Physical Oceanography / Tide Problem

[PhysO]

Homework Statement

Two ports along a coastline are 300 km apart. One port has high tides 30 minutes later than the other. How deep is the effective depth for the tidal propagation?

Homework Equations

I am thinking I need the following equation: V = square root (g*H). V = velocity. g = 9.8 m/s^2. H = the depth of tidal propagation.

The Attempt at a Solution

I calculated the velocity (300 km/ 30 min = 167 m / s). Then I entered that into the equation, V = square root (g*H). I got H = 2845.8 m. I am wondering if this is the right approach for this problem. It seems too simple.

 

[nate808]

Your approach is correct, but there are a few things you can clarify to make your solution more complete.

First, it would be helpful to specify the units for your velocity calculation. In this case, the units should be in meters per second (m/s).

Second, you should also specify the units for your depth calculation. In this case, the units should be in meters (m).

Additionally, it would be helpful to explain why you used the given equation, V = square root (g*H), and how it relates to the problem. This equation is known as the shallow water wave speed equation, and it is commonly used to calculate the speed of waves in shallow bodies of water.

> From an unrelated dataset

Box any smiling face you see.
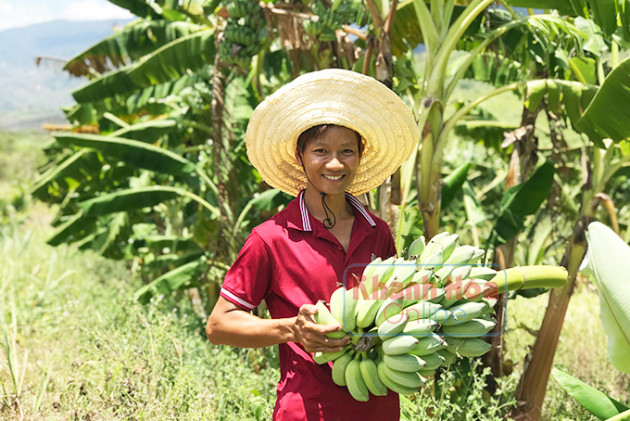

In this case, the wave speed (V) is equal to the square root of the product of the acceleration due to gravity (g) and the depth of the water (H). This equation is relevant to the problem because it allows us to calculate the depth of the tidal propagation based on the known wave speed and acceleration due to gravity.

Finally, to make your solution more clear and concise, you can write your final answer as follows:

The effective depth for the tidal propagation is 2845.8 meters. This was calculated using the shallow water wave speed equation, V = square root (g*H), with a wave speed of 167 m/s and an acceleration due to gravity of 9.8 m/s^2.